How the world has changed in just one month. Now we are told that we cannot stop on a beautiful sunny day to have a picnic with loved ones. We cannot visit relatives on Easter Sunday, we cannot pop to the shop for an ice-cream or visit the sea to dip our toes in the icy cold sea. We cannot drive along the motorway without somewhere important to be. We cannot be outside for longer than one hour. Sixty minutes of the outside world is enough, and sometimes, some days, it’s far too much.
How the world has changed in just one month. Now I am the only adult still working. Now I am mum, teacher, worker, loner. Now I am rising early to scrape together some semblance of a day that might keep us all going. Now I am scrolling Facebook to discover how woefully I am failing, how incredibly dismally I am failing. Now I am reading the news, hoping for it to change, hoping for a new headline. Now I am dreaming of a life not indoors.
Life, indoors. We’re adapting. We’re doing well, all things considered, all Facebook updates considered. We’re ploughing through fractions and phonics and place value and ballet lessons. We’re forging ahead with guitar lessons, baking sessions, creative writing and addition sums. We’re advancing on reading lessons and acro lessons. One of us has mastered the cartwheel and another can now read a whole sheet of tricky words. We’re ticking the boxes, we’re staying at home and we’re filling the windows with rainbows.

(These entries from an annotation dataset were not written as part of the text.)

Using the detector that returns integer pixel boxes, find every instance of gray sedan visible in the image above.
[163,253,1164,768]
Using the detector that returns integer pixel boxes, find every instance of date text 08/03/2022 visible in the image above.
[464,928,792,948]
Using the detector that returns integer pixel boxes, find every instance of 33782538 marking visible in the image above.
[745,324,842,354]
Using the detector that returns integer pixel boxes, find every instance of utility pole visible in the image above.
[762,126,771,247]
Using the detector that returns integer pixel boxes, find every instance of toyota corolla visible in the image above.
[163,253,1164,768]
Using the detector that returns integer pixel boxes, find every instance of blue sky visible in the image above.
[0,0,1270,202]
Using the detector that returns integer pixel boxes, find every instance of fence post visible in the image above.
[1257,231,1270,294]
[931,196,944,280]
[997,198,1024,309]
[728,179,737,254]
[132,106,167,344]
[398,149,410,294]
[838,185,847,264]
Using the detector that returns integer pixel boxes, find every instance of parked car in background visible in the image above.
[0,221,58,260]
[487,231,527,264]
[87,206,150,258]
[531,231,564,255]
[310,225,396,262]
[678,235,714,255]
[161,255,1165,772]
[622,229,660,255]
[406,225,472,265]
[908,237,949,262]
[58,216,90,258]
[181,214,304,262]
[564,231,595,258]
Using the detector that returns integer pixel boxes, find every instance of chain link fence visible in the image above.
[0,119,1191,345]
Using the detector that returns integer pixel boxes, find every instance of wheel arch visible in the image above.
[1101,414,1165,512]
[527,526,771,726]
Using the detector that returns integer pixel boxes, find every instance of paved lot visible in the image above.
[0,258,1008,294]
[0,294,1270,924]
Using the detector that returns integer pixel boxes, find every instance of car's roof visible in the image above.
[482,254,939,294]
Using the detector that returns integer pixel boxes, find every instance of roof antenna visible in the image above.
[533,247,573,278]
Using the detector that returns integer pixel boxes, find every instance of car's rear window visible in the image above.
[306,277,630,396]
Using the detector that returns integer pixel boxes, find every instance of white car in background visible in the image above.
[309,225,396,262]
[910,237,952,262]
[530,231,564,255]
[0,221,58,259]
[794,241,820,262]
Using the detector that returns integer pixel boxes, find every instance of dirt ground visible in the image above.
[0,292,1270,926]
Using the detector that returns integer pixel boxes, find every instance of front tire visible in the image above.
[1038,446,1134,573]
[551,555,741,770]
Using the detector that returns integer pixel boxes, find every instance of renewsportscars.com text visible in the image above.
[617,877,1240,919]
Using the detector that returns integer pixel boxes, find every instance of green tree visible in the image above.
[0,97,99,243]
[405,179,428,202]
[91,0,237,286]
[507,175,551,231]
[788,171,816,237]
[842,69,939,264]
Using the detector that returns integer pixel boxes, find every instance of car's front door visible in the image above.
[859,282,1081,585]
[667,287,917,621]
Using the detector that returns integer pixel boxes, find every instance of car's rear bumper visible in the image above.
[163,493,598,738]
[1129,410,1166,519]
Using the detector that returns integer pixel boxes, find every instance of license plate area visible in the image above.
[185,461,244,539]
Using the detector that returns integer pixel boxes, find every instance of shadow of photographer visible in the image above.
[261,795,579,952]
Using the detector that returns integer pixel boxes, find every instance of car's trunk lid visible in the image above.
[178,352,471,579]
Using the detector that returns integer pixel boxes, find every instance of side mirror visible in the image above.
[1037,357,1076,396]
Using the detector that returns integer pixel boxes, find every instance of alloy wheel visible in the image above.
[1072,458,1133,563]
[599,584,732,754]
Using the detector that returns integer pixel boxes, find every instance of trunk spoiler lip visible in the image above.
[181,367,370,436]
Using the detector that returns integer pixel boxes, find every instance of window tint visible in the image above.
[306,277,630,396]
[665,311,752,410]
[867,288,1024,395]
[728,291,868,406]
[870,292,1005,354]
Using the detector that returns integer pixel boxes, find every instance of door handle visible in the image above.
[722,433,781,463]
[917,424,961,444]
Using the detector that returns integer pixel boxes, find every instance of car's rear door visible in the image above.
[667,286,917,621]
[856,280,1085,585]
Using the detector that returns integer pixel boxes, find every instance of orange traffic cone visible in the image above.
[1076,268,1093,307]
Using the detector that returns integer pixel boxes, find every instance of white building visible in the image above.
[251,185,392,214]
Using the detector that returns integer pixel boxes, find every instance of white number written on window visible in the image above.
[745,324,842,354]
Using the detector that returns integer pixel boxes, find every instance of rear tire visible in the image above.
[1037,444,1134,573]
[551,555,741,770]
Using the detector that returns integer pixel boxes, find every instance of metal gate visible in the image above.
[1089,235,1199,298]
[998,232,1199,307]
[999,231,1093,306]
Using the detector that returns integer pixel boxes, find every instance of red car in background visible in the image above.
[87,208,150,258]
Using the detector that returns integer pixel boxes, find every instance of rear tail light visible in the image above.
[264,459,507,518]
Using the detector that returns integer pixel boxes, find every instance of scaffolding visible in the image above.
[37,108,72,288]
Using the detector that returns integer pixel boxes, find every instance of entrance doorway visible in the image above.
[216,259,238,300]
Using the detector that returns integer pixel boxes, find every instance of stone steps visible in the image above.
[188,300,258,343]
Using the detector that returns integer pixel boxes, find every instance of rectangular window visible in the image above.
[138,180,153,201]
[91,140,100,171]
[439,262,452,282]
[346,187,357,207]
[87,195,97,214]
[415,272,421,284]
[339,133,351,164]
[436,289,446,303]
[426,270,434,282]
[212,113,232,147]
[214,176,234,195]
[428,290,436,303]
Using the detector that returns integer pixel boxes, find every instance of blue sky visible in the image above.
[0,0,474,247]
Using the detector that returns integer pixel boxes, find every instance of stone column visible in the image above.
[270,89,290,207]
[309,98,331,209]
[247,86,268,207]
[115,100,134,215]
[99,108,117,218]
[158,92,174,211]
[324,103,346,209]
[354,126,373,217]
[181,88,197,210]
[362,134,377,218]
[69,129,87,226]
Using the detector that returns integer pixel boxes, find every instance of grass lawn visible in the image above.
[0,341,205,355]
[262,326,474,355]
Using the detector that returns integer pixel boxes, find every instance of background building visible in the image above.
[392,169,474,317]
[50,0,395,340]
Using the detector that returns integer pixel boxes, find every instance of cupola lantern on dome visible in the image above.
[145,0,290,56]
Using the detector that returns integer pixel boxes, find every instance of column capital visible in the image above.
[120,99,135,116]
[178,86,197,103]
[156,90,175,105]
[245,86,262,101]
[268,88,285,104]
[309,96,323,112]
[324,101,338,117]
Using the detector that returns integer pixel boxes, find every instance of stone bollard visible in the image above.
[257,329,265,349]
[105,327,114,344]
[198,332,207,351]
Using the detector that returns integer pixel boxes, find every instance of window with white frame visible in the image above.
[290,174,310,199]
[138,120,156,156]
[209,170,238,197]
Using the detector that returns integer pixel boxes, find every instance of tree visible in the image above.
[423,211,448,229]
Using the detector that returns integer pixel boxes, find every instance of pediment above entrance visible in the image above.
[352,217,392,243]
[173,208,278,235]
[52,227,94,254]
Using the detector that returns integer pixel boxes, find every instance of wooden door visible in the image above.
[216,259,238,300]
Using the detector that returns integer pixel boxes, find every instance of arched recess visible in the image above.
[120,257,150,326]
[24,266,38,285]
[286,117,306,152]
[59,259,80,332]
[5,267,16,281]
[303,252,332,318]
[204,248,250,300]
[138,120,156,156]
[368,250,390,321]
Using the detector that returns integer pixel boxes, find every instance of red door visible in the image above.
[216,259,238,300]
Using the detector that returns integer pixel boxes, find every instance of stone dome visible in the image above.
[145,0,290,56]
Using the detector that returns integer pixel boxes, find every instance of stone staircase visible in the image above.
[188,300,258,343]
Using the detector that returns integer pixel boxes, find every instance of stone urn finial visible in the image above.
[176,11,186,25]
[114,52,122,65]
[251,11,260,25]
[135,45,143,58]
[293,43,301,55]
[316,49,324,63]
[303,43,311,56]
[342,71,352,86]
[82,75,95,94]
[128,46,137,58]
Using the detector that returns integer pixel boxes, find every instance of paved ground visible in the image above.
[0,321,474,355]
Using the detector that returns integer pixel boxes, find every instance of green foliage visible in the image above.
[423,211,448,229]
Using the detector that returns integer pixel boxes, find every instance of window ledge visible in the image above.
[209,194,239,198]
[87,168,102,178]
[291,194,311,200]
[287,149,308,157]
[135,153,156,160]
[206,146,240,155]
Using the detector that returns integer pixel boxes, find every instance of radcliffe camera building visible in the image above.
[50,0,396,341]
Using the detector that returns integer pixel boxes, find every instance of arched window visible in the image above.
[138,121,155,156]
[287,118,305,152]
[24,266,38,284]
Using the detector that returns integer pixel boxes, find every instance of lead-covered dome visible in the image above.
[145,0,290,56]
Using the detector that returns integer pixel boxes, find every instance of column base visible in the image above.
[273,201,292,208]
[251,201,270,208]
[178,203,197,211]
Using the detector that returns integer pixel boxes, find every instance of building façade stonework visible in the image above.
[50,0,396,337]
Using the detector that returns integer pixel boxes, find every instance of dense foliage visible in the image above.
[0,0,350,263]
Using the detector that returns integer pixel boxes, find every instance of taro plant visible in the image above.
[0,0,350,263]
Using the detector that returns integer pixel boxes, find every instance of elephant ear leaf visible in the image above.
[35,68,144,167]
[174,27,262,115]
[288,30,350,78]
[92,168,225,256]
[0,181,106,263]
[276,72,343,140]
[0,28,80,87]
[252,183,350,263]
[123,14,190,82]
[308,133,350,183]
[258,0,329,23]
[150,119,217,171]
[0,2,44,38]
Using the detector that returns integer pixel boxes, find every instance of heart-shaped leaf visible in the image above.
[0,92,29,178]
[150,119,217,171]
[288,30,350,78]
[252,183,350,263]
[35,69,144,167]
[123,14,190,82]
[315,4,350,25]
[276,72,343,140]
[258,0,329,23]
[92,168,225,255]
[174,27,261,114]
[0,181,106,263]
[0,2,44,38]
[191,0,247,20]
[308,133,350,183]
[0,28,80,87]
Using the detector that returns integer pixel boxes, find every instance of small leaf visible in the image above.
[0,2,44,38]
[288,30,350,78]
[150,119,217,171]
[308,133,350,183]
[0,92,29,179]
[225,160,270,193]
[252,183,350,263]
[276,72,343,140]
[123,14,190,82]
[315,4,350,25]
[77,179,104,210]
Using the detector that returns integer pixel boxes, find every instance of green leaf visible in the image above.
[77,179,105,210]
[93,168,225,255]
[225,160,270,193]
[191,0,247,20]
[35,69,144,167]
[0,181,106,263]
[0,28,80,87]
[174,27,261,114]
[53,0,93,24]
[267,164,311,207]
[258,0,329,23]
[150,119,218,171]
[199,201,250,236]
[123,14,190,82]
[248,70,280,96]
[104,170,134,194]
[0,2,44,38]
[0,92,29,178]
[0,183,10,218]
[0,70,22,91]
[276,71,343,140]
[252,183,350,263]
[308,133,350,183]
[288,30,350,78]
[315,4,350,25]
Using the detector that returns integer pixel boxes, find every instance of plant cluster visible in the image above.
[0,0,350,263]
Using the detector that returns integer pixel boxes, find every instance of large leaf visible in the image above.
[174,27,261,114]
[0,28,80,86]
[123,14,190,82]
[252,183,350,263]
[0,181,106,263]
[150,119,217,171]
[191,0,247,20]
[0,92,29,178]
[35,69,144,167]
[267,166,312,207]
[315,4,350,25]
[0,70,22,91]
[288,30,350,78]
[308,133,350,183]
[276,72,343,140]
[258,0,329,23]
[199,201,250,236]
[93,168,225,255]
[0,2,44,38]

Life, indoors isn’t so bad. We’re together, we’re well and we’re enjoying each other’s company (mostly). But it’s not life. It’s not running free with arms out-stretched and grass tickling your toes. It’s not packing a bag full with sandwiches and biscuits and watching the world fly past through the tiny window of a train. It’s not stepping over sticky floors with an elbow in your side and lager breath down your neck as you crane to see the band under the hot strobing stage lights. It’s not all of the tiny things that make up life.
Endless trips to and from extra-curricular events. Tiresome school runs. Ironing on a Sunday night. Putting the bins out on a Tuesday. Trawling round Asda on a Saturday afternoon. Signing reading records. Putting bobbles in hair. Finding matching socks. Parent’s evenings. Parties. Trips to the library. Standing on a cold, wet playground, willing the classroom doors to swing open so you can get back in the car to dry off. Nipping to Nana’s for a proper ham sandwich and a Wagon Wheel. Longer journeys to Nanny’s to measure yourself against the sunflowers in the garden. Chatting to neighbours over the low fence, laughing about the cats having a second home, second bowl of tuna, second set of parents. Play dates, sleepovers. Cub camps, Brownie camps. School trips. Sports Day. Class assemblies. Just standing, still, amongst a crowd and allowing all the busyness, all the people, to simply mill around you and be. Peace in a busy world.
How the world has changed. Life indoors is quiet but there is no peace. There is a constant nagging doubt that we’re doing it all wrong, we did it all too late. A constant fear they’ll send us back to the outside world too soon, too late, too broken.
Life, indoors. It has up days and down days. But it goes on. We go on. Different versions of ourselves, in a different version of the world. But we go on.